The immediate goal of the igloo-building exercise was to demonstrate the process. The long-term goal, Moriarty said, was to inspire the Foster center students and get the word out about the center, which helps students turn ideas into real-life opportunities.
The recently retired Yankielun has plenty of experience living in subzero temperatures. He was an electrical engineer for the Army Corps of Engineers’ Cold Regions Research and Engineering Laboratory in Hanover, N.H., and has made trips to the Arctic and Antarctic. He holds patents on several radar instruments, consults for the Coast Guard, and sea kayaks in his spare time.
He also wrote the book “How to Build an Igloo and Other Snow Shelters.”
Moriarty said Yankielun, who recently moved to Deer Isle, came to the center’s attention thanks to Perry Hunter, a 1952 UMaine graduate who has been a supporter of the center and lives in Stonington, the neighboring town to Deer Isle.
Wednesday’s igloo-building process started when Yankielun asked a student to make a snow angel on the ground to determine the approximate size of the igloo.
He then cut into the snow cake, which was built and compacted by Moriarty and others involved in the Foster center. Once he found areas that were packed solidly, Yankielun and his volunteers set 2-by-1-foot blocks of snow into a circle, with Yankielun shaving and sawing the sides so the blocks would fit snugly against one another.
Yankielun then revealed the secret to a good igloo. He shaved off the tops of the blocks, tapering the snow on top to face inward, to form a sort of vertical spiral ramp. The idea, he said, is that each block will be shoulder-to-shoulder and have two points of contact with the neighboring block, so that the blocks lean on and support each other at the same time, and eventually form what Yankielun called a parabolic dome.
“If you just put another layer on top, on top, on top, the structure wouldn’t work,” he said. “It would be fairly unstable.”
While one group continued to build up the igloo, more students worked on a quinzhee, which is a hollowed-out mound of snow. Others constructed a shelter out of the leftover igloo blocks which Yankielun used to demonstrate how even a quick, crude wall of snow blocks can be enough to survive.
As the students learned, however, building an igloo in Maine takes some planning. New England snow isn’t optimal for igloos, because it needs to be cold and windblown, and the region’s climate is such that snow undergoes a thaw during the day. That’s why the pre-packed snow cake was key.

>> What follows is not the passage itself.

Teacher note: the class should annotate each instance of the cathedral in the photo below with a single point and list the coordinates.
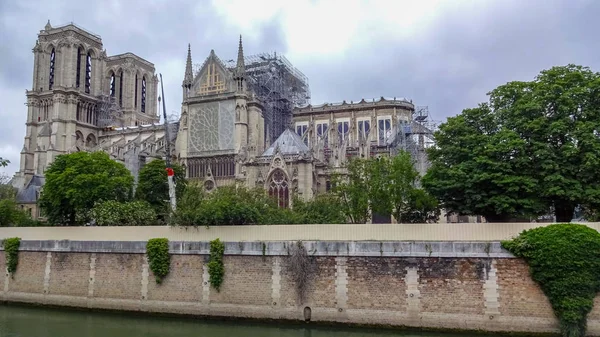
(246, 121)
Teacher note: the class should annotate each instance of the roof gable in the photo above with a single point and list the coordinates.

Sophomores Christina Hassett of Yarmouth and James Humenansky of Pennsylvania were among the students who helped cut blocks of snow.
“We want to go camping in Acadia National Park and build an igloo,” Humenansky said. “When else are you ever going to learn how to do this?”
After the demonstration, Yankielun and the rest of the group warmed up in Memorial Union, where he gave an informal talk about invention and creativity.
The timing of Yankielun’s presentation worked well with Winter Carnival, which will include an igloo-building contest on the UMaine Mall. The carnival is held Feb. 13-15 in conjunction with Family and Friends Weekend.
Igloo-building is an ideal winter activity, Yankielun said, because there’s no cost to it, aside from a few shovels and a cheap saw, and it gets people into the outdoors. There’s a team-building aspect to it, too.
“You see these people?” he said as he watched students working on the igloo with Hunter. “I don’t know how many of them knew each other before, but you see a bunch of people working together with a strange material and with a little instruction and a lot of teamwork, the next thing you know, they’re building something together.”